7. Teoria della selezione del portafoglio: rischio-rendimento, diversificazione e premio per il rischio
Rendimento e rischio. Criteri di dominanza stocastica. La selezione del portafoglio di attività rischiose: portafoglio con due attività rischiose; portafoglio con un’attività certa e una rischiosa; portafoglio con due attività rischiose e un’attività certa. Portafogli efficienti secondo il criterio media-varianza e teorema di separazione (grafico). Effetto diversificazione. Premio per il rischio. Modello di Sharpe: rischio sistematico. Premio per il rischio (sistematico) e CAPM.

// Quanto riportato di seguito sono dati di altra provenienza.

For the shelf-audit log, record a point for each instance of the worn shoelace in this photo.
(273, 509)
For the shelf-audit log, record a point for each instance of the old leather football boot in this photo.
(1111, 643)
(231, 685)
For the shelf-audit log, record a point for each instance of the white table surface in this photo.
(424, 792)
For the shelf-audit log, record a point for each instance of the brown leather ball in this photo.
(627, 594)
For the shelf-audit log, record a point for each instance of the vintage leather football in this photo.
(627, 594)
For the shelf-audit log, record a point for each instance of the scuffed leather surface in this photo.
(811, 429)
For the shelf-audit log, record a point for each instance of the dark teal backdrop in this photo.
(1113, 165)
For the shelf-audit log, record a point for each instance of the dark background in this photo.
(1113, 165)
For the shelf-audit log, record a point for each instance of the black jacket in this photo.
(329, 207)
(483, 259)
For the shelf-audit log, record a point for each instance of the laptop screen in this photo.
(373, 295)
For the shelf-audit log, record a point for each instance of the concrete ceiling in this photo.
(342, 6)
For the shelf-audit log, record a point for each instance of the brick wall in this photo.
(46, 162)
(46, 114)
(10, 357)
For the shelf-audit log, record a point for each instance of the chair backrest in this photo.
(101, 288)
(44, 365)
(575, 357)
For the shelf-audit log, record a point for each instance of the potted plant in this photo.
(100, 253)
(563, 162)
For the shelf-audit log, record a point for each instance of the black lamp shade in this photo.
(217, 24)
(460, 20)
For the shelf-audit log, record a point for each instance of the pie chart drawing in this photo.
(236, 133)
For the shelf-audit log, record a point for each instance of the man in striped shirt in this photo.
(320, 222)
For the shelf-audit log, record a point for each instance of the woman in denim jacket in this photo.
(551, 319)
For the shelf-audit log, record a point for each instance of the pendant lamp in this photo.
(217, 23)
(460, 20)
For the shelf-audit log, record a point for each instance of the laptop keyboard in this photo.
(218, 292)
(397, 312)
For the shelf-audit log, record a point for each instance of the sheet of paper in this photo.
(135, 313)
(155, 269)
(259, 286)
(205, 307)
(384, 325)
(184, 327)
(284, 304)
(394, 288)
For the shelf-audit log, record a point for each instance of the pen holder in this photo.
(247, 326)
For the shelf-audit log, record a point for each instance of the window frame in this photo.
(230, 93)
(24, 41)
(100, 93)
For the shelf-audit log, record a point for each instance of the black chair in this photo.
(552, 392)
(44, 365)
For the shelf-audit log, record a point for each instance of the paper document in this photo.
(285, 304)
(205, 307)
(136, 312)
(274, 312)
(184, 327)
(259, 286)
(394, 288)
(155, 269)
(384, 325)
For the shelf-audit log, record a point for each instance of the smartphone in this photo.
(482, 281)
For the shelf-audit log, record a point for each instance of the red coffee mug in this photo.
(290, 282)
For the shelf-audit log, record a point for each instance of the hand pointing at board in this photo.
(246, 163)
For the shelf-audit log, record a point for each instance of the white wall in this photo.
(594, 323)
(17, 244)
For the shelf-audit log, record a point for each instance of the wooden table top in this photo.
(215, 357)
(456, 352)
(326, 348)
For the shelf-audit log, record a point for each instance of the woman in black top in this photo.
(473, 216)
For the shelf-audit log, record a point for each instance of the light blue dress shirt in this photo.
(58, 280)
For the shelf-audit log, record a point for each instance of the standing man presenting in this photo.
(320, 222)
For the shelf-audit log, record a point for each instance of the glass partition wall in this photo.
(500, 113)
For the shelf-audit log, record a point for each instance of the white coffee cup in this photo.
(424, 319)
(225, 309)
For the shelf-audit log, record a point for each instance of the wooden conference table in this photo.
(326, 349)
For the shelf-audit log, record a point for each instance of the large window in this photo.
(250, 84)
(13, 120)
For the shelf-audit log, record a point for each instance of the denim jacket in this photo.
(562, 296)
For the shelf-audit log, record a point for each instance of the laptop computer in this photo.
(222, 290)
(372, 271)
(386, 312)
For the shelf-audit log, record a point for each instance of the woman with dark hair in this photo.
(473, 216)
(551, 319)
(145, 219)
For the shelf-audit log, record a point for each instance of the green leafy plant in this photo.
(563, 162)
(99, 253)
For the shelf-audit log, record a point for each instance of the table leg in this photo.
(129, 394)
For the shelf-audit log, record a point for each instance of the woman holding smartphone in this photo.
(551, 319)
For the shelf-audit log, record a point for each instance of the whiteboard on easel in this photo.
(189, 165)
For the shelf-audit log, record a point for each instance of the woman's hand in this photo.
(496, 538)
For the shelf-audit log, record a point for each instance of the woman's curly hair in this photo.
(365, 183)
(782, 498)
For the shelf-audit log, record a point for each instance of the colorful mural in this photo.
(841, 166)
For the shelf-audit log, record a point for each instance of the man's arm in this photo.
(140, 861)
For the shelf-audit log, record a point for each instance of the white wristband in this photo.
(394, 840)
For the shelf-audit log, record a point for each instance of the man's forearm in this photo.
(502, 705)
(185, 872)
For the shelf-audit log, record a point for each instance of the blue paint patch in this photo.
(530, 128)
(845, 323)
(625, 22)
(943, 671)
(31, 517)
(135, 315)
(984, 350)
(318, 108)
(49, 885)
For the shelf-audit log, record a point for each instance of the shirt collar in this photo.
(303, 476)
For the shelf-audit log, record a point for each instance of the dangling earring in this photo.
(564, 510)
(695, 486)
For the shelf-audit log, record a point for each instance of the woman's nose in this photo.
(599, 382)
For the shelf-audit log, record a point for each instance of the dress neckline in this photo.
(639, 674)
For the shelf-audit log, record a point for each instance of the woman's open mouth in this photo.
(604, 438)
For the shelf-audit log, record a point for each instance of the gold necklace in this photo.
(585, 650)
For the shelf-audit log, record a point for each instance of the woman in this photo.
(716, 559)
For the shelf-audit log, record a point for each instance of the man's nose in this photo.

8. Valutazione e scelta di progetti economico-finanziari
Criteri di scelta: generalità e analisi dei cash flow. Flussi certi: NPV; IRR; TRM. Flussi rischiosi: tasso aggiustato per il rischio. Finanziamento con capitale di terzi e WACC.

LIBRI DI TESTO
Appunti del docente per la parte 2.
A. BASSO, P. PIANCA, Funzioni di più variabili, ultima edizione, Giappichelli, Torino, 2001, per le parti 1, 3, 4.
A. BASSO, P. PIANCA, Appunti di Matematica Finanziaria, ultima edizione, Cedam, Padova, 2002, per le parti 5, 6, 8.
P. BORTOT, U. MAGNANI, G. OLIVIERI, F.A. ROSSI, M. TORRIGIANI, Matematica finanziaria, seconda edizione con esercizi, Monduzzi, Bologna, 1998 (capitolo 13) per la parte 7.

MODALITÀ DI SVOLGIMENTO DELLE LEZIONI
Il corso si compone di 64 ore di lezioni frontali e di 20 ore di esercitazioni.

Modalità d'esame

L'esame consiste in una prova scritta ed una orale. L'accesso alla prova orale è condizionato al superamento della prova scritta.